BALIKÇI TEKNESİ
Güneş tepemde ama
iliklerime kadar üşüyordum. Oysa alev
topunun etrafında hem kanat çırpıyor hem de tam tutuşacakları zaman uzaklaşıyordum
hızlıca. Yeni ufuklara doğru uçuyordum, bir balıkçı teknesinin güvertesinde. Ağlar
kaplamış güverteyi, birkaç balık takılmış aralarına, kalmış öylece. Bir kırmızı yengeç yan yan bakıyor bana.

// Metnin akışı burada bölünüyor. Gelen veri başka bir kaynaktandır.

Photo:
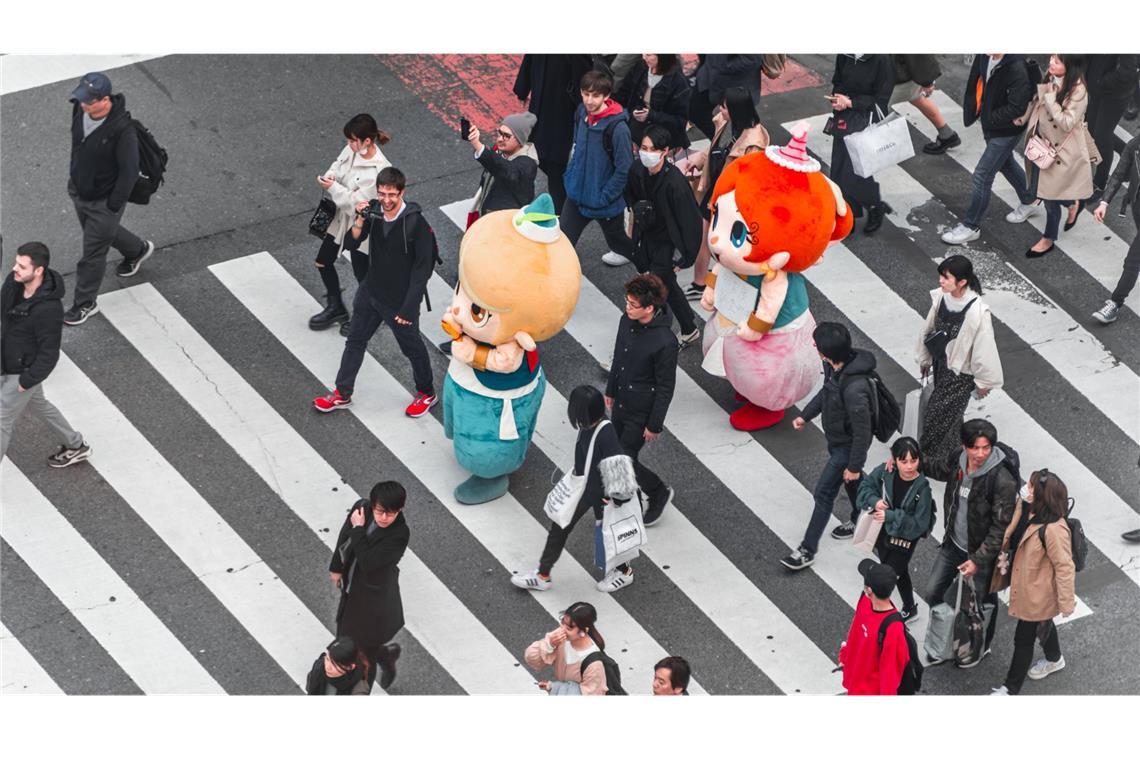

Küçümser gibi beni. Ey, İdris kardeş, ülkeni, evini terkediyorsun, ama başka
diyarlarda mutlu olacak mısın sanki, der gibi.
Kalbim ise kimseyi
dinlemiyor, özgürlüğünü istiyor yengeçin bakışlarına rağmen, öyle bir deli deli
çarpıyor ki, ağzımdan çıktı
çıkacak.
Ya bulurlarsa beni, ya
yakalarlarsa?
Arada bir teknenin
arkada bıraktığı, köpüklü sulara bakıyordum. Anamı görüyordum. Kurumuş toprak
elleriyle beni yakalayan, gitme, gitme yavrum, diye yalvaran yaşlı kadını. Ama ne
yazık ki ben kararlıydım, Bırak anacığım, bırak gideyim, diyordum acımasızca. Babam
eve gelmiş o sırada, bırak Meryem, bırak gitsin, diyor gözleri ezberlemek ister
gibi yüzümün her bir köşesinde geziyor. Anam çekiyor ellerini üzerimden. Bir
elini abim bırakmıştı zaten yıllar önce, diğer elini de ben bırakıveriyorum.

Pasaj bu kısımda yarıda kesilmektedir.